A no-deal Brexit would cost car manufacturer Honda tens of millions of pounds, the company’s European boss has warned.
But Ian Howells, the senior vice-president of Honda Europe, said the company remained “right behind” its production facility in Swindon and was not considering moving the plant out of the UK after Brexit.
The Japanese company employs about 3,500 people at its plant in Wiltshire, building around 160,000 Honda Civics last year, more than 90% of which were exported to Europe and the US.
“Just-in-time” manufacturing processes depend on supply chains stretching around Europe, and any delays at ports could disrupt the flow of lorries arriving with components for the plant.
Mr Howells said that falling back on World Trade Organisation (WTO) terms would cost Honda “tens of millions”, while the company would also face additional red tape if Britain left the EU without a trade deal.
“From an administrative point of view… we’d probably be looking at 60-odd thousand additional bits of documentation we would have to provide to get product to and from Europe,” he told BBC Radio 5 Live’s Wake Up To Money.
“If we end up with WTO tariffs, we’d have something like 10% of costs in addition of our shipped product back into Europe and that would certainly run into tens of millions.
“And likewise, when we’re looking at componentry coming the other way, again tens of millions in terms of tariffs potentially coming into the UK.
“That impacts our productivity, certainly in terms of the flow of product, but also it does hit potentially our competitiveness. Of course if we are shipping and competing against a European manufacturer in Europe, they’re not incurring those tariffs.”
Mr Howells said the extra cost of moving components would create an “additional burden we would have to carry for UK customers”, which could hit the company’s competitiveness in the domestic market.

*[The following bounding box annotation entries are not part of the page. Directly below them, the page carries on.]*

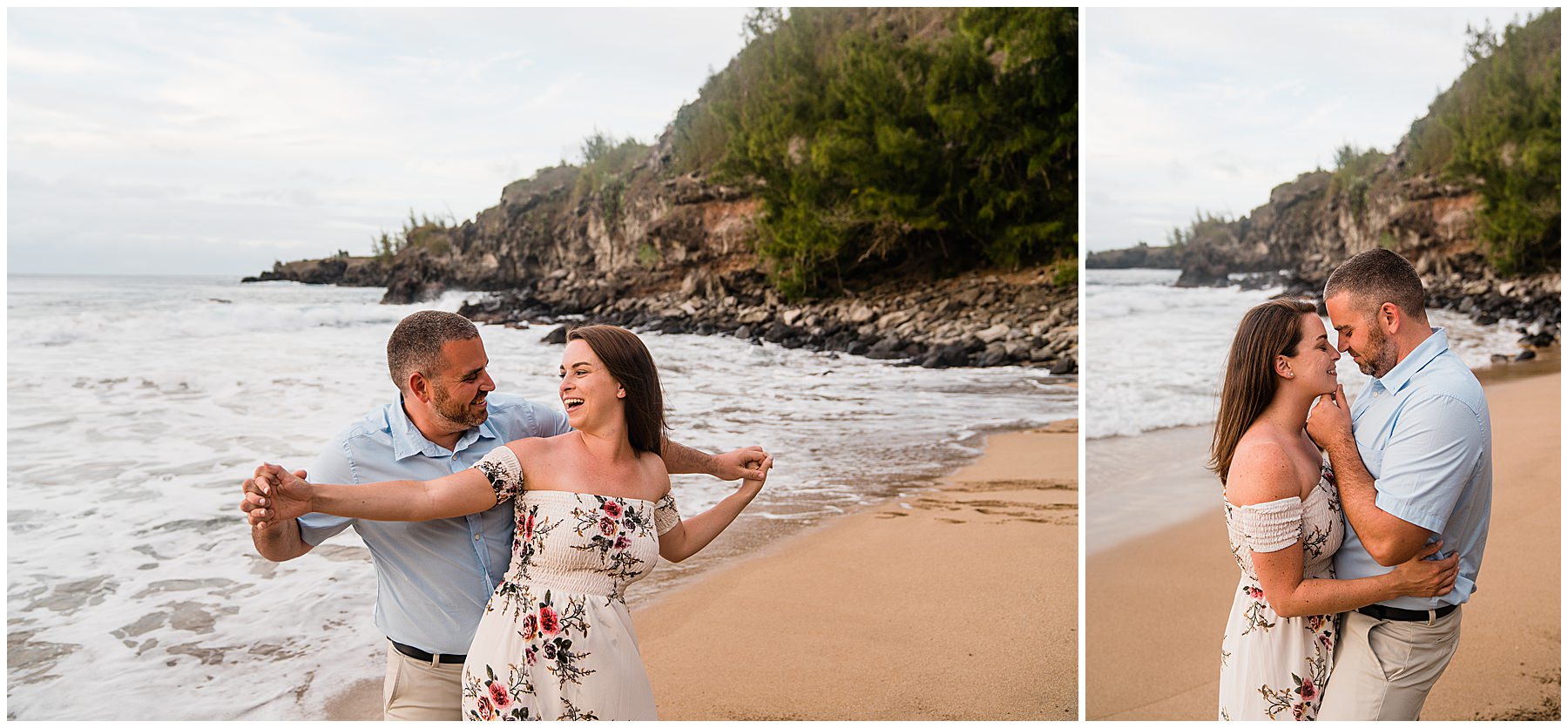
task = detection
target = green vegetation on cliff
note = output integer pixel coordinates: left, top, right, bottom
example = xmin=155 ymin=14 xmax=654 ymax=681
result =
xmin=671 ymin=8 xmax=1078 ymax=297
xmin=1407 ymin=8 xmax=1562 ymax=274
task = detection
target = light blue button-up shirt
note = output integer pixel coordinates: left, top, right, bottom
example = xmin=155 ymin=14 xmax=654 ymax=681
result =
xmin=1335 ymin=328 xmax=1491 ymax=609
xmin=300 ymin=392 xmax=571 ymax=654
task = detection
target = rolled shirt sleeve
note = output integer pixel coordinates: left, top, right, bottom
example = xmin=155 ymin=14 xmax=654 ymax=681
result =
xmin=1376 ymin=395 xmax=1486 ymax=532
xmin=300 ymin=442 xmax=359 ymax=546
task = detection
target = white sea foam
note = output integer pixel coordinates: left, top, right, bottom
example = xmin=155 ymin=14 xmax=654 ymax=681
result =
xmin=6 ymin=276 xmax=1076 ymax=718
xmin=1082 ymin=268 xmax=1519 ymax=439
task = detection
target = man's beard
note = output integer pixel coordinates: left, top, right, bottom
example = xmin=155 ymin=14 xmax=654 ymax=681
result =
xmin=1356 ymin=328 xmax=1399 ymax=378
xmin=429 ymin=388 xmax=490 ymax=430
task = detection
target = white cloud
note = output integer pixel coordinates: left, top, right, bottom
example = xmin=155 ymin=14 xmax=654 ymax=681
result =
xmin=8 ymin=8 xmax=747 ymax=274
xmin=1078 ymin=8 xmax=1527 ymax=249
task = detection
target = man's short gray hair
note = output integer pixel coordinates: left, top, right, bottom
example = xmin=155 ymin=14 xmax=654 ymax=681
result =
xmin=1323 ymin=248 xmax=1427 ymax=321
xmin=388 ymin=311 xmax=480 ymax=394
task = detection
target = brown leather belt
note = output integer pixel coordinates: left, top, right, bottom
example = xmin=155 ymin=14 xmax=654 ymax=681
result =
xmin=388 ymin=640 xmax=463 ymax=665
xmin=1356 ymin=604 xmax=1460 ymax=621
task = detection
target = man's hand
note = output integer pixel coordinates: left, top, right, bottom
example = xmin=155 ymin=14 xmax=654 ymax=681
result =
xmin=240 ymin=468 xmax=306 ymax=529
xmin=1306 ymin=384 xmax=1356 ymax=455
xmin=245 ymin=463 xmax=314 ymax=530
xmin=709 ymin=446 xmax=773 ymax=480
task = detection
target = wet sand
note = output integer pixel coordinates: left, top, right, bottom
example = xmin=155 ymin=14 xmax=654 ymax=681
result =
xmin=323 ymin=421 xmax=1078 ymax=720
xmin=1085 ymin=367 xmax=1562 ymax=720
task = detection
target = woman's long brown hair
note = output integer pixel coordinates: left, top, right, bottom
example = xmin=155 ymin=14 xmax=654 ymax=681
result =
xmin=1209 ymin=298 xmax=1317 ymax=485
xmin=566 ymin=325 xmax=668 ymax=455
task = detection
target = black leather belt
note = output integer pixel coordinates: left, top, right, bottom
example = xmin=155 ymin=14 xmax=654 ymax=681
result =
xmin=1356 ymin=604 xmax=1460 ymax=621
xmin=388 ymin=637 xmax=463 ymax=665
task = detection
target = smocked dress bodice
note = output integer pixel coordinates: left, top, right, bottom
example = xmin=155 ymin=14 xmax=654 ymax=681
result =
xmin=1220 ymin=463 xmax=1345 ymax=720
xmin=463 ymin=447 xmax=680 ymax=720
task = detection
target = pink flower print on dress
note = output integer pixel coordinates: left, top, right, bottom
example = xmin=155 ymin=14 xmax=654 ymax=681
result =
xmin=539 ymin=607 xmax=561 ymax=634
xmin=490 ymin=683 xmax=511 ymax=709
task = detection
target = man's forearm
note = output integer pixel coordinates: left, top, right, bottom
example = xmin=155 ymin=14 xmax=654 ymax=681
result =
xmin=660 ymin=438 xmax=713 ymax=475
xmin=251 ymin=519 xmax=310 ymax=562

He said Honda had made “adjustments” to its procedures to allow it to store more components on-site, and was considering changes to production schedules if no deal was reached.
But he played down the prospect of a move away from Swindon, where the firm has operated since 1985.
“The UK forms part of our global network of manufacturing plants, it’s not just for the European market,” said Mr Howells.
“The only place we produce the vehicle we produce at Swindon is in Swindon itself. So from that point of view it’s a very big decision to take a different approach.
“Certainly we are right behind our Swindon approach, and really it hasn’t come up that we would have to look at putting Swindon somewhere else.
“The logistics of moving a factory the size of Swindon would be huge, and as far as we’re concerned from a European [perspective], and as far as our Japanese head office is concerned, we’re right behind supporting continued production at Swindon and indeed our whole European operation to continue there.
“In terms of the impact of Brexit, I think we are looking at hopefully relatively short-term disruption as we get used to the new rules and new ways of doing business.”
Mr Howells said Honda backed proposals in prime minister Theresa May’s Chequers plan for a “common rule book” with the EU for trade in goods.
“If it’s easier for us to do that into Europe because there’s a common rule book and common way of building and approving our vehicles, that’s positive for us,” he said.
“If those rules are the same as they are in the UK then of course, from a volume and productivity perspective, that’s much more favourable for a company like Honda.”
Labour MP Gareth Thomas, a supporter of the Best for Britain campaign for a second EU referendum, said: “Another day, another unnecessary blow to the country’s struggling car industry by Brexiteers who just don’t seem to care. Big players in the industry have been warning of this for a very long time.
“When you have huge employers like Jaguar Land Rover and Honda warning of an existential threat to their ability to carry on trading, it’s time to stop and think about whether Brexit is really worth it.”